City of London Cemetery and Crematorium has reused 1,000 graves in five years

Tom Bawden
Friday 07 November 2014 19:00 GMT
Graves are marked for possible reclamation in London City Cemetery
Graves are marked for possible reclamation in London City Cemetery (Dan Kitwood/Getty Images)

Recycling has grown into such a massive industry that almost everything can be reused these days.

Now, a bizarre development is taking things to a new level: the reuse of old graves.

The practice, which is still very new, involves placing a new body in an existing grave, and is being touted as the answer to the country’s looming burial space crisis.

It is being pioneered by the City of London Cemetery and Crematorium, which holds the remains of former England football captain Bobby Moore and the recently deceased union leader Bob Crow.

And Gary Burks, the cemetery’s superintendent, says that once people have got over their initial scepticism, it is proving a surprisingly popular choice.

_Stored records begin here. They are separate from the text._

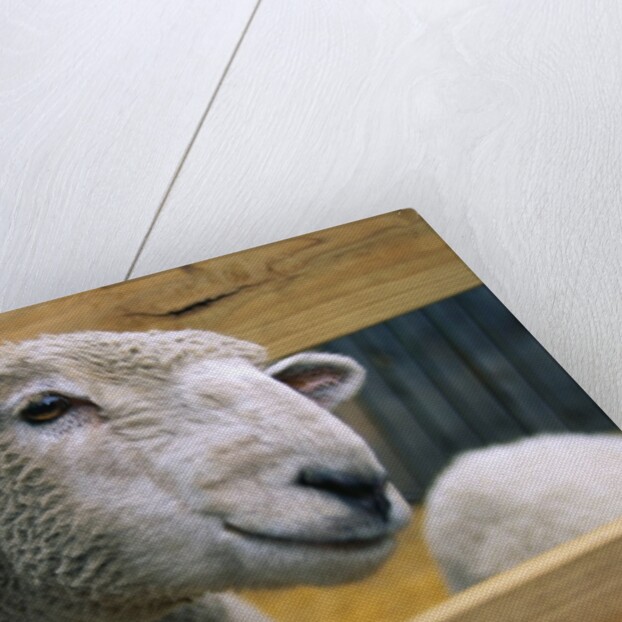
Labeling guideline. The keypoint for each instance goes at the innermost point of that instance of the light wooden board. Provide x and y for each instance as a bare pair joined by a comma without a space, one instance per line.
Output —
98,103
498,120
288,296
575,582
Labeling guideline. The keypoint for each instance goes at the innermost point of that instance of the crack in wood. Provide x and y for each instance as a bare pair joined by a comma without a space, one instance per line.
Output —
199,304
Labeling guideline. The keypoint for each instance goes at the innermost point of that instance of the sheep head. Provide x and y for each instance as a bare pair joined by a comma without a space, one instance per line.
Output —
162,465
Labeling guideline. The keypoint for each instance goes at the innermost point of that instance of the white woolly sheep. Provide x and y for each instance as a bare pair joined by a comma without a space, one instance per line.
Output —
494,508
139,471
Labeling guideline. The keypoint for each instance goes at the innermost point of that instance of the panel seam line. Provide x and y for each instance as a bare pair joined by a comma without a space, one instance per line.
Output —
193,138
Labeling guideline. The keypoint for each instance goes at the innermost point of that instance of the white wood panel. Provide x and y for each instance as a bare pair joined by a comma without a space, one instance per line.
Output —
98,102
499,120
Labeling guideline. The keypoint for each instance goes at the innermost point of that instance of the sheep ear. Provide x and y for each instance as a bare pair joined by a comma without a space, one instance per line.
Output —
327,379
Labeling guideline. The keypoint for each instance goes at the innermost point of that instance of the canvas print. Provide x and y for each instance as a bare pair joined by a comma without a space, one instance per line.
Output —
343,426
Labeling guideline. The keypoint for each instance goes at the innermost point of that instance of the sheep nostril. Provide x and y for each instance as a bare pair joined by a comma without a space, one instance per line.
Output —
366,492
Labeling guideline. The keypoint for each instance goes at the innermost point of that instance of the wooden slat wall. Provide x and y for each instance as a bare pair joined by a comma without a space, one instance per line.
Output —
458,374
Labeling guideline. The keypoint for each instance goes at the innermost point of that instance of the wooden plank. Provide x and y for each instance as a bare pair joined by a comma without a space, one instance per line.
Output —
289,296
98,103
575,582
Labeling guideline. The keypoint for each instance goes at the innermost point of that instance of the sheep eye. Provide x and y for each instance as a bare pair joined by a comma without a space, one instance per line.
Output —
46,407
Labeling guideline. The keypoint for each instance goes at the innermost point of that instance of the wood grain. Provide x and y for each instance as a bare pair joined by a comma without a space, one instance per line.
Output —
98,103
575,582
499,122
288,296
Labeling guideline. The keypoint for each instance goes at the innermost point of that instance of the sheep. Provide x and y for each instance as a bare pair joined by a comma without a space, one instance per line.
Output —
496,507
145,475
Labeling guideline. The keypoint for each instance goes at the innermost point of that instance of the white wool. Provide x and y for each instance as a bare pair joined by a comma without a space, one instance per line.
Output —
175,472
493,508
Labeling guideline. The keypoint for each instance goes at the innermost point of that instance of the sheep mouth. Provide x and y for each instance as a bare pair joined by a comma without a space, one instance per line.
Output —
353,544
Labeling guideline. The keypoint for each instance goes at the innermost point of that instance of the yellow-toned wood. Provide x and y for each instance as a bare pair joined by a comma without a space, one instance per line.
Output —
406,585
288,296
578,581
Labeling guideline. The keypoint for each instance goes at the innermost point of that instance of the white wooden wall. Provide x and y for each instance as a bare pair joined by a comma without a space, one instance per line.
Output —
138,136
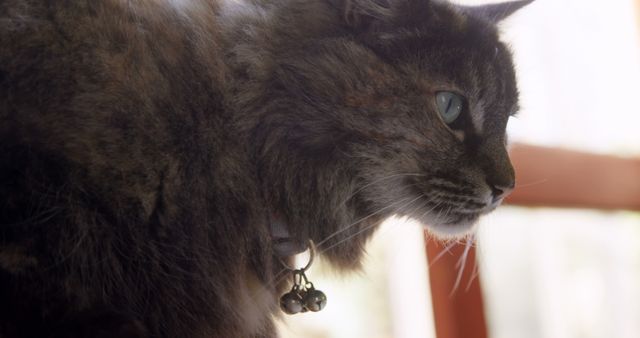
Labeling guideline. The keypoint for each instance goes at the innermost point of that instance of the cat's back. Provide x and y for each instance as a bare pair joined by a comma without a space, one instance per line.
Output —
114,87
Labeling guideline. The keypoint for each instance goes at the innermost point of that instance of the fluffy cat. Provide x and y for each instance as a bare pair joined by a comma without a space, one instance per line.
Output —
148,147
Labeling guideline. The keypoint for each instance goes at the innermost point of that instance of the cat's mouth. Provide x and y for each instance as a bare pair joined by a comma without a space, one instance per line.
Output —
451,216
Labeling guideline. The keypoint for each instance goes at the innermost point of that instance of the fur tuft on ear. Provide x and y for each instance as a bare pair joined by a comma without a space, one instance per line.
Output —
495,12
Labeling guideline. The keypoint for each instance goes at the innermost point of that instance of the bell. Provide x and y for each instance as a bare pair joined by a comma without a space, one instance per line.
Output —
291,303
315,300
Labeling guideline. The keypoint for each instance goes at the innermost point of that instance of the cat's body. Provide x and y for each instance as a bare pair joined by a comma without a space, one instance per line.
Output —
146,145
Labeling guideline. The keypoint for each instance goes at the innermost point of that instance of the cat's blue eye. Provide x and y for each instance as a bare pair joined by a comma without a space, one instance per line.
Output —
449,106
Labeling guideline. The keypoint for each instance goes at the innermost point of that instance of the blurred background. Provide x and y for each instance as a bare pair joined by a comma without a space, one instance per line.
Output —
549,264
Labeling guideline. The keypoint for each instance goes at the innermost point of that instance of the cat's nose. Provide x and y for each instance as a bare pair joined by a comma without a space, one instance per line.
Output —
498,192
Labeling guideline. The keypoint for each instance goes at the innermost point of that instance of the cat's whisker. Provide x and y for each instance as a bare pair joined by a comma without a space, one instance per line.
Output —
474,275
342,229
363,229
375,182
525,185
461,264
444,251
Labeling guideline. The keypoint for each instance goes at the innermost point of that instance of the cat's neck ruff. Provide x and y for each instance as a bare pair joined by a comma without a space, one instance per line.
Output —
283,244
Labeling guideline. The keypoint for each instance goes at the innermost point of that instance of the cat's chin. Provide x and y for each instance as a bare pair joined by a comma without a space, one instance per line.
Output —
450,230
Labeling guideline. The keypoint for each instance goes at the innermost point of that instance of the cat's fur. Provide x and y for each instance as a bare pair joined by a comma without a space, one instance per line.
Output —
146,145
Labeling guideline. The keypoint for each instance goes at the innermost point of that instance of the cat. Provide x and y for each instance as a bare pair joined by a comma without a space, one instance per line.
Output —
147,148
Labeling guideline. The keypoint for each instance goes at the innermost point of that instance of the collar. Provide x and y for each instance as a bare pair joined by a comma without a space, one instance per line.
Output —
283,244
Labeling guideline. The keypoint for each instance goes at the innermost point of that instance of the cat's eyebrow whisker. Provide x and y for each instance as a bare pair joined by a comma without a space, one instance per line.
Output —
377,181
363,229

“We’ve reused more than 1,000 graves since we started doing this five years ago and it’s working. I can understand people’s concerns but once we explain clearly to them how the process works they feel reassured,” Mr Burks told The Independent.

The practice involves placing a new body in an existing grave (Dan Kitwood/Getty Images) (Dan Kitwood/Getty)

He says that more than 60 per cent of burials at his cemetery are now in reused graves, in part because they are cheaper.

“For a traditional grave, it’s the difference between £4,000 and nearly £9,000. But most importantly, people are choosing it because it suits them - the position might suit them, the type of grave might suit them, the actual memorial on the grave. It’s not that much of a taboo for people,” Mr Burks added.

The City of London Cemetery is the only place in the UK currently reusing graves on any scale. It's a practice that is not illegal, but the laws are so complex they are putting off other cemetery managers from following Mr Burk’s lead despite the lack of space, experts say.

Church of England law allows cemeteries to reuse graves on consecrated land in which there has been no burial for at least 75 years, providing it gains permission from its diocese.

Many cemetery owners are concerned that they may be breaking the law by reusing graves, says Dr Julie Rugg, of the University of York’s Cemetery Research Group – a fear she says the government could do much to allay by clearly stating that it isn’t illegal, but which it hasn’t done.

Justice Minister Simon Hughes said: “As a London MP I am well aware of the issue of burial space and will continue to talk to fellow MPs and others to hear their concerns and consider whether further action is needed.”

“No decisions to change policy have yet been taken and any changes in the way in which burial space might be used will of course need to be considered carefully and sensitively,” he added.